With Simon Rhodes, of the Lobster Pot Fishmongers in Wood Street Food Hall

This weekend I was treated to see the opera Madama Butterfly in the round at the Royal Albert Hall.

The performance and the music was emotionally breathtaking and stunning, reducing me to a blubbering wreck by the end.

In a nutshell, the story revolves around an American sailor who buys a house in Japan which comes complete with a wife, Madama Butterfly.

He leaves for America and returns three years later with another wife... and discovers that he and Madama Butterfly have a son. The sailor and his new wife wish to take the son from Madama Butterfly for a life in America.

The performance climaxes with Butterfly ending her life just as the sailor realises that he is in love with her.

So this week I have decided to talk about sushi, Japan's national dish.

It is the earliest form of fast food and is traditionally eaten with one’s hand. It mainly consists of rice, raw fish, soy sauce, wasabi (a Japanese type of hot horseradish) and pickled vegetables such as ginger.

To become a trained sushi chef takes many years and the art of preparing, cutting and displaying sushi is very skillful.

Having said that, it is great fun to have a go yourself and experiment with different shapes and forms.

The rice is wrapped with a piece of seaweed known as nori, an algae which was originally made from dock pilings, then rolled thin and sun dried.

Today it is mass produced, toasted, packaged and sold in sheets... and a bit tastier, I imagine, than the original.

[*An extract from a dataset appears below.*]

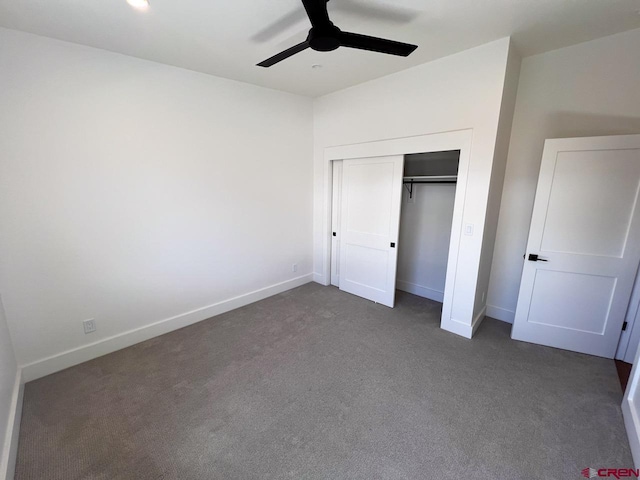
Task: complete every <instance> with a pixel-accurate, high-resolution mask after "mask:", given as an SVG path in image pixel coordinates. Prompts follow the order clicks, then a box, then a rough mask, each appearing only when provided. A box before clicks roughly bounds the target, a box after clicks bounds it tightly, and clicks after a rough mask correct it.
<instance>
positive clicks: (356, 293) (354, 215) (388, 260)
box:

The fish has to be of the highest quality and very fresh.

In this country the most common fish used are salmon, bass, tuna and mackerel.

Sushi is high in protein, omega 3, vitamins and minerals and very low in fat and so it goes without saying that it is healthy and extremely good for you... as opposed to marrying a two timing travelling american sailor intent on stealing your child!